Aux âmes, citoyens ! Nos voeux pour 2022

Photo Elias BOUCHE

Voeux 2022 1PPP

Au seuil de l’an 2022, on raconte que les mots devinrent fous. Enfin, pour certains, ils étaient fous. Pour d’autres, ils étaient libres…

Infiltrée de longue date dans le groupuscule activiste de la Compagnie du Verbe, pour une mission discrète et sublime – je veille sur le pied de la lettre -, j’ai vu au fil des ans le malaise enfler, dans les rangs des mots, sans que personne ne semble en prendre la mesure.

­Tout avait commencé plusieurs décennies auparavant. La mondialisation des échanges avait facilité les transferts de vocabulaire d’un continent à l’autre. Les langues, vivantes et curieuses, s’entremêlaient joyeusement.
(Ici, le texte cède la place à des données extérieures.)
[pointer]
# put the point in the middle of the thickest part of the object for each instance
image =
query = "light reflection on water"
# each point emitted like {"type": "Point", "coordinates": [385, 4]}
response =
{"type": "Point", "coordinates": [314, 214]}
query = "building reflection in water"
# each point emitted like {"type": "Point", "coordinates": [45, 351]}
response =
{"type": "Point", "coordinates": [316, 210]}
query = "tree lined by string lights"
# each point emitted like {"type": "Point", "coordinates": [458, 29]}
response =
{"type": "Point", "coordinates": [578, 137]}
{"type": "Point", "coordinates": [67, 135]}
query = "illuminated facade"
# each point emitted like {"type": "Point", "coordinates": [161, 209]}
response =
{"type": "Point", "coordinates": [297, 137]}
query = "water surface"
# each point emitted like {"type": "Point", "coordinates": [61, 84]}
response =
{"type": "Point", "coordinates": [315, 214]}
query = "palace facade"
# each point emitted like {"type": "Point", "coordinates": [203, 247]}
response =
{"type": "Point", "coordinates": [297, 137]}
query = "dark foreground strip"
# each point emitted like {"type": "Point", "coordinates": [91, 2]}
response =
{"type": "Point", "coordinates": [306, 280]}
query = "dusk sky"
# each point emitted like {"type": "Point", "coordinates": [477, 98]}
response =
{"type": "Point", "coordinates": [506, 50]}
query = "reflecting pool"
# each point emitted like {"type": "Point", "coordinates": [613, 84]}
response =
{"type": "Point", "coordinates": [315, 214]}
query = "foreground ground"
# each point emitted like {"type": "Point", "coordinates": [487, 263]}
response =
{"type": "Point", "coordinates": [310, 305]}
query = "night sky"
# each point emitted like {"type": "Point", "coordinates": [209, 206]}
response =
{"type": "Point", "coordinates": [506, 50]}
Les mots, d’une nature conciliante, y trouvèrent l’occasion de jouer, de se transformer, de rendre de nouveaux services.

Car les mots aiment être utiles aux humains. Pour eux, le spectre de la langue morte n’est jamais loin, et leur désir le plus cher est de perpétuer les récits collectifs, de faciliter les relations, d’engendrer la vie.

Puis la déferlante de la pensée-marketing distilla des anglicismes dans le langage courant, peupla les réunions professionnelles d’acronymes – obscurs pour les non-initiés, ouvrit largement les frontières de la syntaxe et de l’orthographe.
­
Chez les mots, certains s’en émurent. « Mais pour qui nous prennent-ils, ces humains ? Ils se croient tout permis ! Ils nous tordent, nous amputent, nous asservissent, nous rabotent, nous ridiculisent ! Ça ne peut plus durer ! On nous sacrifie sur l’autel des idées les plus folles ! »

Pour faire entendre leur voix, les mots demandèrent leur soutien aux artistes. Je me souviens notamment de cette phrase de Nanni Moretti en 1989 : « Les mots sont importants. Quand on parle mal, on pense mal. Et quand on pense mal, on vit mal ».

Cette fronde sourde connue son paroxysme quand les mots, à leur corps défendant, furent utilisés par les uns et les autres, pour tirer la couverture à soi. Dépouillés de leur caractère sacré, les mots se virent contraints de servir le mensonge, l’autorité et la manipulation. Donné à l’Homme pour qu’il crée, le Verbe est devenu ainsi l’instrument du chaos.

A la Compagnie du Verbe, le réveillon du 31 décembre 2021 fut sinistre. Autour de la table, chacun, contaminé de frilosité et de lassitude, s’exprimait à mots couverts. La guerre avait tué la fantaisie. Les mots étaient perdus.

Les lettres, traditionnellement reléguées en périphérie de table, assistaient comme moi au désastre.

Soudain, le R, assis à ma gauche, déclara :
« C’est fini, je m’en vais, j’arrête d’obéir. A partir de maintenant, je vais décider des mots auxquels je désire contribuer. Si les mots ne peuvent pas agir, moi je le peux. En 2022, je reprends ma liberté ! »

Prenant les lettres à témoin, il s’adressa aux mots :
– Aux âmes, les amis ! Vous êtes perdus car vous avez renoncé à votre âme ! Avez-vous oublié qui vous êtes ? Votre mission ultime est de rendre audible le souffle de l’âme, y compris à celles et ceux qui l’ignorent encore ! Votre pouvoir est immense, votre responsabilité l’est aussi.

Le R reprit son souffle et poursuivit :
– Souvenez-vous : une parole dépourvue de supplément d’âme cherche à asservir plus qu’à servir. Elle mène inévitablement dans les vallées étroites du rationalisme et de l’expertise, là où la puissance de vie est mise sous tutelle de la performance et du « progrès ». Nous tous ici, artisans du Verbe, nous sommes les sherpas des états d’âme. Sans âme, sans conscience, sans mots échangés, pas d’altérité, et c’est la porte ouverte à toutes les obscurités ! Allons, debout tout le monde, nous avons à faire entendre d’autres voix que celles du rejet ! »

Ainsi le R renonça à la peur, et beaucoup se retrouvèrent avec peu. Il s’extirpa de la révolution pour qu’advienne l’évolution. Fort d’une audace recouvrée, le R usa de sa créativité pour réinsuffler la poésie entre les lignes de force.

Je quittai la salle. La plupart des voyelles et des consonnes étaient debout.

Frédérique PETIT, UnPetitPasPour. Janvier 2022.